Ravi Dashnamoorthy, Beheshti Afshin, Burgess Kristine, Kritharis Athena, Chen Ying, Evens Andrew M, Parekkadan Biju
Rutgers Cancer Institute of New Jersey, Rutgers University, New Brunswick, NJ 08901, USA.
KBR, Space Biosciences Division, National Aeronautical and Space Administration, Ames Research Center, Moffett Field, CA 94035, USA.
Biomedicines. 2022 Oct 27;10(11):2720. doi: 10.3390/biomedicines10112720.

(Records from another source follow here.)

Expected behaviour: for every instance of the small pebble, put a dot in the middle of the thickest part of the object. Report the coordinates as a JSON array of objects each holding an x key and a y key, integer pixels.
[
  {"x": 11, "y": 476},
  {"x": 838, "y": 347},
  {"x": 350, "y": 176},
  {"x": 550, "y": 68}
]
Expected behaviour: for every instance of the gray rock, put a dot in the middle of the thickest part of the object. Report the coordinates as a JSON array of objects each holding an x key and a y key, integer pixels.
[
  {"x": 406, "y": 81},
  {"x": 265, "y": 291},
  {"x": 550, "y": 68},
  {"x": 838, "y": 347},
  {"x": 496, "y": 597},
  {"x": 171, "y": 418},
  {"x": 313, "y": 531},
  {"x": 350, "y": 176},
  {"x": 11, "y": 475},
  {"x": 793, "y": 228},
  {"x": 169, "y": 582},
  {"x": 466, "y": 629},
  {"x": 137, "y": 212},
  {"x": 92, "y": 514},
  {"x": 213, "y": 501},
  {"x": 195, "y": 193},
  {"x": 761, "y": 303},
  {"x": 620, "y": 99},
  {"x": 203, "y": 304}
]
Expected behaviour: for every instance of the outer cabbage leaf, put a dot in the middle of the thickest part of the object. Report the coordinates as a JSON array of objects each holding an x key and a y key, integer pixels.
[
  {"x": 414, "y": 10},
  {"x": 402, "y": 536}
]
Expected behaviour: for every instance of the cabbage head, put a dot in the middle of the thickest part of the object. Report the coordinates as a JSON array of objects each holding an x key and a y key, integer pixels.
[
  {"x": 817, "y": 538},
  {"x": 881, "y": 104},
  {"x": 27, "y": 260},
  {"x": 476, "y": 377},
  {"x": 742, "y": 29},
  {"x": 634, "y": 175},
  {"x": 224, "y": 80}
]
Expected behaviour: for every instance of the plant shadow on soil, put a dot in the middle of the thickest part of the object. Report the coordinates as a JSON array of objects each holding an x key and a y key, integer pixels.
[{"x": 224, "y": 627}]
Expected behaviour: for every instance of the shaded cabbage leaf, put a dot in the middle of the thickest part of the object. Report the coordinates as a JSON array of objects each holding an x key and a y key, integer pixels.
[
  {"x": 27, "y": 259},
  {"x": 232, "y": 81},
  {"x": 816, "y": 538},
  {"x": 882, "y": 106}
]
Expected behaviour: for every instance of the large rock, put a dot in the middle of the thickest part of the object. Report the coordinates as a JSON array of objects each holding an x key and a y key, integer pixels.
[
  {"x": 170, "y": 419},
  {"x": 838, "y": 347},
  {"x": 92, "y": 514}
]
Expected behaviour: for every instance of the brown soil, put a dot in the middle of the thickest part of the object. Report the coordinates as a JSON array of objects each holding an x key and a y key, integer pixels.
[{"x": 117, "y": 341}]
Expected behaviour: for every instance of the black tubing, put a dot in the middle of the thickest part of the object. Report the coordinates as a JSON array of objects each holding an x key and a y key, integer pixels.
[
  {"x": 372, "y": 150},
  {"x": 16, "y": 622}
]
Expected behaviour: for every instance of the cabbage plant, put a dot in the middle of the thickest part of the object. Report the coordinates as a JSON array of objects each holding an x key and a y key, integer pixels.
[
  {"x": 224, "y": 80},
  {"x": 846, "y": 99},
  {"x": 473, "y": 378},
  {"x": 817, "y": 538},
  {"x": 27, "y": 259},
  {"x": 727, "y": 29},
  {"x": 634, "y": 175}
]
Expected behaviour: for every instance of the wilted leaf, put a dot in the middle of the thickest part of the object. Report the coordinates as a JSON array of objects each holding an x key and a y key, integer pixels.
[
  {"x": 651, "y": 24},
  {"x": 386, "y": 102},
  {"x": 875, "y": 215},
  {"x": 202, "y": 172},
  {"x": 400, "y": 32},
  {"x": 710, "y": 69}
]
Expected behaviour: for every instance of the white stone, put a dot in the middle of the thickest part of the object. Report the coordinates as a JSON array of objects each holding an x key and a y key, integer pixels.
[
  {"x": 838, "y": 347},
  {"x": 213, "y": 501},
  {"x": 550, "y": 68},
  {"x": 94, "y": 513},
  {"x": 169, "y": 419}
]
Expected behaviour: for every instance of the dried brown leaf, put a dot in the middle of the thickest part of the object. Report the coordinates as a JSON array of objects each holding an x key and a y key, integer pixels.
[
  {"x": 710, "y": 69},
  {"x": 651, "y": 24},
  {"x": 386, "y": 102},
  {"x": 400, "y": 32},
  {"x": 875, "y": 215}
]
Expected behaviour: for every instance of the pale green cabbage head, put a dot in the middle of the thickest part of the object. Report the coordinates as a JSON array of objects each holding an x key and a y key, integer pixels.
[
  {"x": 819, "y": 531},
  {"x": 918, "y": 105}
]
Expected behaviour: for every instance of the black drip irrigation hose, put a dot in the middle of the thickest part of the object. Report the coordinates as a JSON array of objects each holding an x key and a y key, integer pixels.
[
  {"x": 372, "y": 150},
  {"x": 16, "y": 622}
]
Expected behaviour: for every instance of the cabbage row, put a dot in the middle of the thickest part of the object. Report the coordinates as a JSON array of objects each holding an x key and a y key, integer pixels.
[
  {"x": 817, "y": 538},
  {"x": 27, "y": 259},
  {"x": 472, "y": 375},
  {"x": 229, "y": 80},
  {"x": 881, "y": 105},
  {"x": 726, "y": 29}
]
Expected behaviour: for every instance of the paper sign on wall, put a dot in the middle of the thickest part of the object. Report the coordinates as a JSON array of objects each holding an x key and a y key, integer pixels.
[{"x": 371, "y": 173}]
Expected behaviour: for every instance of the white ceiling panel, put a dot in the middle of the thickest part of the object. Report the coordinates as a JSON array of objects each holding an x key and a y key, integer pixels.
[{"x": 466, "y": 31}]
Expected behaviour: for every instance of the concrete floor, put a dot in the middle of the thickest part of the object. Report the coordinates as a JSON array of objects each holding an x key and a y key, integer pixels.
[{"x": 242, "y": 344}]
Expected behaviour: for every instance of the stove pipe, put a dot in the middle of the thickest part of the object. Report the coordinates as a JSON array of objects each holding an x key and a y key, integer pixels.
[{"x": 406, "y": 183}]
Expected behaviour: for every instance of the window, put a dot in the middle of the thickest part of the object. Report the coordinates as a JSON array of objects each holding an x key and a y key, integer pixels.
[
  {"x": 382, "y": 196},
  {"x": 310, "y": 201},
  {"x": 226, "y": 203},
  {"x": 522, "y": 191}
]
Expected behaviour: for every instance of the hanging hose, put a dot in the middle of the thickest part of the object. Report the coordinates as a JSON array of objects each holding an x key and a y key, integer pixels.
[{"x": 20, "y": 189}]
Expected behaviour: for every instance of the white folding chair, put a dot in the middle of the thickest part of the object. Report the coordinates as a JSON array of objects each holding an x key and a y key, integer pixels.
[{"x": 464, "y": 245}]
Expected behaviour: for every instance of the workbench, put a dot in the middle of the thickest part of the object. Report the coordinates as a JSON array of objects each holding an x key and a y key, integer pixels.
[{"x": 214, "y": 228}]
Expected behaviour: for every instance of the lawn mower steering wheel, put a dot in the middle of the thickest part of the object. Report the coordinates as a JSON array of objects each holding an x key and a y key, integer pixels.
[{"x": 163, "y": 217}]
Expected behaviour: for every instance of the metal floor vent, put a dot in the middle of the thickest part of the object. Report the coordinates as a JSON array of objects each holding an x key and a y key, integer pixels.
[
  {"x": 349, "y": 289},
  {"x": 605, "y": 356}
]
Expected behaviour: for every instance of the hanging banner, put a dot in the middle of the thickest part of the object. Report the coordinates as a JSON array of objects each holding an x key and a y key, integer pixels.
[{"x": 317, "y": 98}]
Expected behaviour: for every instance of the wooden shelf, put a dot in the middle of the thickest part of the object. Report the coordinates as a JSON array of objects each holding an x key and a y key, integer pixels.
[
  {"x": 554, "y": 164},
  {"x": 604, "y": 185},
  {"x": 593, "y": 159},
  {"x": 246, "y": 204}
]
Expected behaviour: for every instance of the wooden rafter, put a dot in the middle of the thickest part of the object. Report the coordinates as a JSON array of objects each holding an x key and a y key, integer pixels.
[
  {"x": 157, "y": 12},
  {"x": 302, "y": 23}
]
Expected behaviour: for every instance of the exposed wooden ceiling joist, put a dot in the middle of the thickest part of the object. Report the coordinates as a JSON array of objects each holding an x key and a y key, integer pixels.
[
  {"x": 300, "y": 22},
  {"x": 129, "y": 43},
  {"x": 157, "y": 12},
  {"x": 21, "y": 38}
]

Biological paths of tumor progression are difficult to predict without time-series data. Using median shift and abacus transformation in the analysis of RNA sequencing data sets, natural patient stratifications were found based on their transcriptomic burden (TcB). Using gene-behavior analysis, TcB groups were evaluated further to discover biological courses of tumor progression. We found that solid tumors and hematological malignancies (n = 4179) share conserved biological patterns, and biological network complexity decreases at increasing TcB levels. An analysis of gene expression datasets including pediatric leukemia patients revealed TcB patterns with biological directionality and survival implications. A prospective interventional study with PI3K targeted therapy in canine lymphomas proved that directional biological responses are dynamic. To conclude, TcB-enriched biological mechanisms detected the existence of biological trajectories within tumors. Using this prognostic informative novel informatics method, which can be applied to tumor transcriptomes and progressive diseases inspires the design of progression-specific therapeutic approaches.
没有时间序列数据,肿瘤进展的生物学路径很难预测。在RNA测序数据集分析中使用中位数移动和算盘转换,根据患者的转录组负担(TcB)发现了自然的患者分层。通过基因行为分析,对TcB组进行进一步评估以发现肿瘤进展的生物学过程。我们发现实体瘤和血液系统恶性肿瘤(n = 4179)具有保守的生物学模式,并且随着TcB水平的升高,生物网络复杂性降低。对包括小儿白血病患者在内的基因表达数据集的分析揭示了具有生物学方向性和生存意义的TcB模式。一项针对犬淋巴瘤的PI3K靶向治疗的前瞻性干预研究证明,定向生物学反应是动态的。总之,富含TcB的生物学机制检测到肿瘤内生物学轨迹的存在。使用这种可应用于肿瘤转录组和进行性疾病的具有预后信息的新型信息学方法,激发了针对进展特异性治疗方法的设计。